Jak informowali przedstawiciele Białego Domu, rosyjskie okręty minowały również tory wodne do kompleksów portowych. Część min usunięto w zeszłym roku, by umożliwić wypełnianie umowy zbożowej, którą Rosja wypowiedziała w poniedziałek.

"To wywrócenie stolika"

- To, co robią Rosjanie, to wywrócenie stolika i gra na ostrych zasadach. Kreml chce pokazać, że brak zgody na ich warunki przedłużenia umowy zbożowej będzie skutkował rakietowymi atakami na porty i dalszą destrukcją ukraińskiego państwa. Będzie to miało wpływ na światowy rynek żywnościowy. Poprzez takie działania Rosja chce wymóc reakcje na społeczności międzynarodowej - mówi Wirtualnej Polsce Mariusz Marszałkowski, redaktor naczelny serwisu Polon.pl, ekspert w dziedzinie bezpieczeństwa i energetyki.

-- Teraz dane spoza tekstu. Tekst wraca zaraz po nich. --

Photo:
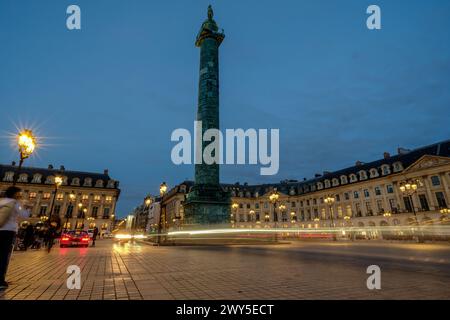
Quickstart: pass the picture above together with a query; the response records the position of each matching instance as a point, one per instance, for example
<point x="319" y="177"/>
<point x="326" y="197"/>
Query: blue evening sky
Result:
<point x="110" y="95"/>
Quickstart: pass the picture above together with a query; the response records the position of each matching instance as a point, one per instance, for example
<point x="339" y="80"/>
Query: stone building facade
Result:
<point x="84" y="199"/>
<point x="367" y="194"/>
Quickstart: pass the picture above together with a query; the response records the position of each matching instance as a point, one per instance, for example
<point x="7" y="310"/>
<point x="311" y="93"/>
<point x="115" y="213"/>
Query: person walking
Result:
<point x="94" y="235"/>
<point x="10" y="211"/>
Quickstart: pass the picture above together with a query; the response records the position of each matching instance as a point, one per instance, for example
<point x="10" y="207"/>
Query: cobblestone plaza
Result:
<point x="299" y="270"/>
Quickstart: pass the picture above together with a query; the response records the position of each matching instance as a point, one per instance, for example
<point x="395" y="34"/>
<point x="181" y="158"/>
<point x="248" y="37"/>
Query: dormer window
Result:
<point x="373" y="173"/>
<point x="9" y="176"/>
<point x="385" y="169"/>
<point x="87" y="182"/>
<point x="75" y="181"/>
<point x="50" y="180"/>
<point x="23" y="177"/>
<point x="335" y="182"/>
<point x="362" y="175"/>
<point x="397" y="166"/>
<point x="99" y="183"/>
<point x="37" y="178"/>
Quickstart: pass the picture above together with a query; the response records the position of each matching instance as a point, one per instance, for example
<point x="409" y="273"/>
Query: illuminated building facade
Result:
<point x="83" y="199"/>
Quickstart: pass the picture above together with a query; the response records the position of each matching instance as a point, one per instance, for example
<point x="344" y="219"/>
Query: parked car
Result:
<point x="74" y="239"/>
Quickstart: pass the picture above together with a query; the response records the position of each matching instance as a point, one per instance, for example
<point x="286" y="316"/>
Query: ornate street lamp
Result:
<point x="329" y="200"/>
<point x="409" y="188"/>
<point x="234" y="207"/>
<point x="26" y="143"/>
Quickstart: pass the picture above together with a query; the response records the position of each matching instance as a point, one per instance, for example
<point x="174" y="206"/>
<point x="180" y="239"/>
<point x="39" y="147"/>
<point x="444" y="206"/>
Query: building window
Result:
<point x="349" y="210"/>
<point x="358" y="209"/>
<point x="106" y="213"/>
<point x="408" y="205"/>
<point x="377" y="191"/>
<point x="390" y="188"/>
<point x="393" y="205"/>
<point x="380" y="206"/>
<point x="42" y="210"/>
<point x="94" y="212"/>
<point x="441" y="200"/>
<point x="424" y="202"/>
<point x="435" y="181"/>
<point x="369" y="209"/>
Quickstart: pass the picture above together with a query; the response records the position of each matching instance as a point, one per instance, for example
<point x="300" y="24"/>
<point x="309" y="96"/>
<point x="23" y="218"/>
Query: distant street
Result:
<point x="300" y="270"/>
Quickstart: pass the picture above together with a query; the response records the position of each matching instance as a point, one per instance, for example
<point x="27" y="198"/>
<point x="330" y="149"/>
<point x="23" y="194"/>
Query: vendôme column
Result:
<point x="207" y="202"/>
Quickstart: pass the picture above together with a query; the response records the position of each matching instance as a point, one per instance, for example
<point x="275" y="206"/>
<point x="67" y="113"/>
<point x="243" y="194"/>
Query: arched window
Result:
<point x="385" y="169"/>
<point x="373" y="173"/>
<point x="75" y="182"/>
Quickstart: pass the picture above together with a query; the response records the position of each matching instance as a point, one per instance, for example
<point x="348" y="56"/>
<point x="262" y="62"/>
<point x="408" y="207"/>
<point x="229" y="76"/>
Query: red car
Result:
<point x="74" y="239"/>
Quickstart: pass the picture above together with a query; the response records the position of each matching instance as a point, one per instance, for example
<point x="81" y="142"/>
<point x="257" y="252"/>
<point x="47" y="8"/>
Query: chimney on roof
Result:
<point x="401" y="151"/>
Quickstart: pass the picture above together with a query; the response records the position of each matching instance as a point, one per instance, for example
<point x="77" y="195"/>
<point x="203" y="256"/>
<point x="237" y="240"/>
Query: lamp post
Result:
<point x="162" y="192"/>
<point x="26" y="142"/>
<point x="234" y="207"/>
<point x="409" y="188"/>
<point x="274" y="198"/>
<point x="58" y="182"/>
<point x="329" y="200"/>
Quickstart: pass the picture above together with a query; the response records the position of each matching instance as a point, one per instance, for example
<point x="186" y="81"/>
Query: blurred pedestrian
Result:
<point x="10" y="212"/>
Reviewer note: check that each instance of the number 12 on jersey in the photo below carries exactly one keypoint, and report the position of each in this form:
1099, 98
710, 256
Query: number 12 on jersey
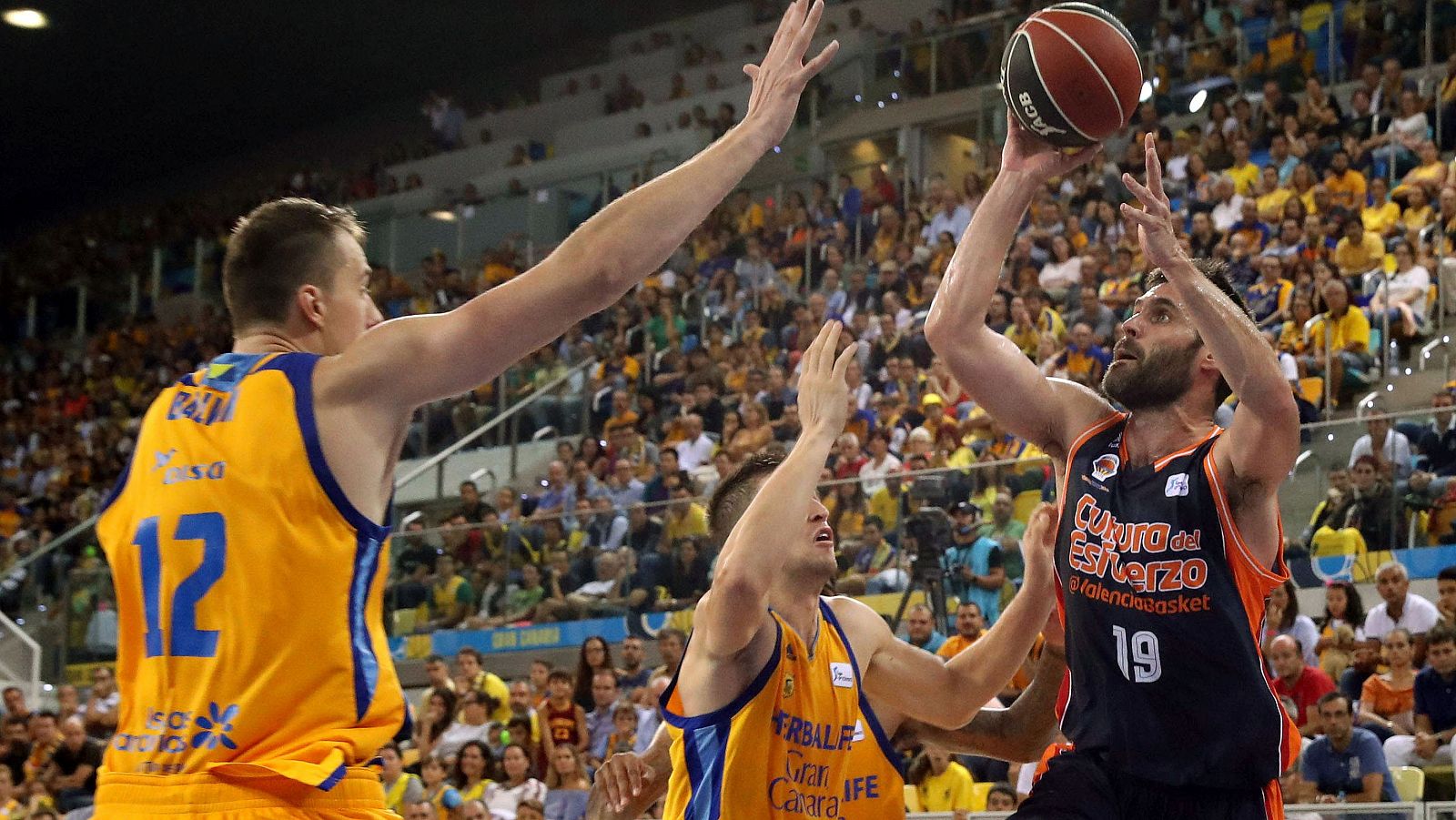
187, 641
1147, 666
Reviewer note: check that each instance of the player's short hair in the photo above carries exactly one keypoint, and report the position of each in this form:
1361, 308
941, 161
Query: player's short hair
732, 499
1441, 633
278, 248
1216, 273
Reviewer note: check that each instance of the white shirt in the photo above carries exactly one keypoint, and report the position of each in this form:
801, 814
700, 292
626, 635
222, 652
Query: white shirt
1060, 274
1419, 616
1228, 213
692, 455
1411, 288
1397, 450
874, 477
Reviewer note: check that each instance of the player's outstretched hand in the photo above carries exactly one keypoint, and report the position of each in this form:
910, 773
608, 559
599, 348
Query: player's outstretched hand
1155, 222
781, 77
1033, 155
1037, 545
619, 779
823, 390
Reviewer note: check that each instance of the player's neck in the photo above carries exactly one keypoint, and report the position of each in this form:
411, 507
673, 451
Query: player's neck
1158, 431
273, 339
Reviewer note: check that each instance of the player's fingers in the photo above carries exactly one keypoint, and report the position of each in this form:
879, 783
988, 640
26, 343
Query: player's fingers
819, 63
805, 34
842, 363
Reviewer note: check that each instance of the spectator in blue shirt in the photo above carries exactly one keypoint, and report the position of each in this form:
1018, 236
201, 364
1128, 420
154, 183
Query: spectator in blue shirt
1346, 764
1434, 706
975, 565
921, 630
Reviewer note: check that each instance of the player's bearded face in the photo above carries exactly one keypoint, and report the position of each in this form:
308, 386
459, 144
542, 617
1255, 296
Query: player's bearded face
1150, 378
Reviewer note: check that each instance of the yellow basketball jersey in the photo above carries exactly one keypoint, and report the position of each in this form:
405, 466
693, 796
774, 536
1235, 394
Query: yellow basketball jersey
249, 592
783, 747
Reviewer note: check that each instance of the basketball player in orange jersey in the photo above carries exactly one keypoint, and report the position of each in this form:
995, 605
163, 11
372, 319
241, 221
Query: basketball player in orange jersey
248, 536
1169, 535
771, 698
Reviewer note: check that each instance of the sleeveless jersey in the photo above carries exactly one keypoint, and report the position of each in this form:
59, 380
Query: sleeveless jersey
249, 590
778, 750
1164, 604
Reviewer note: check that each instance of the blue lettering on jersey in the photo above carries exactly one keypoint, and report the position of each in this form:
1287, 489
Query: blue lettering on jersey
179, 473
201, 405
812, 734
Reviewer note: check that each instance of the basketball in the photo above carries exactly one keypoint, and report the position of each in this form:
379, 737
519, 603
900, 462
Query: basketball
1070, 73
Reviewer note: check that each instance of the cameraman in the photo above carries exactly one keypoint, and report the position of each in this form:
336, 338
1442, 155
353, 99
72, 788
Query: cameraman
975, 565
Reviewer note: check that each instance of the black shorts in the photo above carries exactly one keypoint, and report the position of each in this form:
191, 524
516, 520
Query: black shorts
1082, 786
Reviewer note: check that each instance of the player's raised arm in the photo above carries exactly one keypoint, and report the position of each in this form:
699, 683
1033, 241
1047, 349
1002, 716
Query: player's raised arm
1023, 732
992, 369
753, 555
950, 693
410, 361
1263, 440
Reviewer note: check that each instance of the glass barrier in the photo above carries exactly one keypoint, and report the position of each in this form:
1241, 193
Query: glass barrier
638, 543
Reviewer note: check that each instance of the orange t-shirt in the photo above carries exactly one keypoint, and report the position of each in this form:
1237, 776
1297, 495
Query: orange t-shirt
1378, 696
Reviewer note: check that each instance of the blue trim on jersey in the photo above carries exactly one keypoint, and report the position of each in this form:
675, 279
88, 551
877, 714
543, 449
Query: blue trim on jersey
864, 703
118, 487
737, 704
332, 779
366, 664
298, 369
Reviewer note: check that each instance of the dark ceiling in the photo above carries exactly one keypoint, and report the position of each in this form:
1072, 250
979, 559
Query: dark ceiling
116, 98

Jego zdaniem Moskwa oczekuje umożliwienia eksportu ich produktów rolnych. - Docelowo również eksportu tych produktów z terenów okupowanych, m.in. z Krymu, Chersończyzny i Zaporoża. Chcą, żeby Zachód im w tym nie przeszkadzał. Po drugie chcą, by zniesiono sankcje na banki obsługujące eksport żywności - dodaje nasz rozmówca.

Jak przypomina ekspert, Ukraina nie ma dużo do powiedzenia w kwestii eksportu zboża. - Może spełnić jeden warunek, którego Rosja oczekuje. A mianowicie: umożliwić eksport amoniaku przez rurociąg, na trasie z rosyjskiego Togliatti do ukraińskiej Odessy. Rurociąg został zamknięty po wybuchu wojny - komentuje Marszałkowski.

W jego opinii Rosja przez mocną retorykę polityczną i ataki na ukraińskie porty w Odessie i Mikołajowie chce zmusić Zachód do zaakceptowania warunków Kremla.

- Przed podpisaniem umowy zbożowej Rosjanie zrobili kordon okrętów i nie przepuszczali statków ze zbożem płynących do ukraińskich portów. Dzisiaj Kreml powrócił do tej taktyki - fizycznego blokowania żeglugi na Morzu Czarnym, niszcząc jednocześnie infrastrukturę portową. Gdyby porozumienie zostało osiągnięte, jego fizyczna implementacja potrwałaby jeszcze przez jakiś czas. Pozwoliłoby to rosyjskim producentom eksportować i zarabiać na swoim zbożu - uważa Marszałkowski.

I - jak prognozuje ekspert - najbliższy czas Rosjanie będą chcieli wykorzystać na maksymalną destrukcję eksportu ukraińskiego zboża.

- Te ataki będą kontynuowane. I mogą być znacznie bardziej niszczycielskie - ocenia rozmówca WP.

Około połowy ukraińskich dostaw w ramach umowy zbożowej, zarządzanej przez ONZ, docierało do krajów Zachodu (nawet USA), jedna czwarta do Chin i Indii, a pozostała jedna czwarta do pozostałych państw Afryki i Azji.

Prezydent Rosji Władimir Putin już oświadczył, że rosyjskie dostawy "są w stanie zastąpić" ukraińskie, najbardziej zaś potrzebujące kraje dostanę od Rosji zboże za darmo. Możliwe, że to ostatnie będzie po prostu ziarnem ukradzionym z okupowanych terenów Ukrainy.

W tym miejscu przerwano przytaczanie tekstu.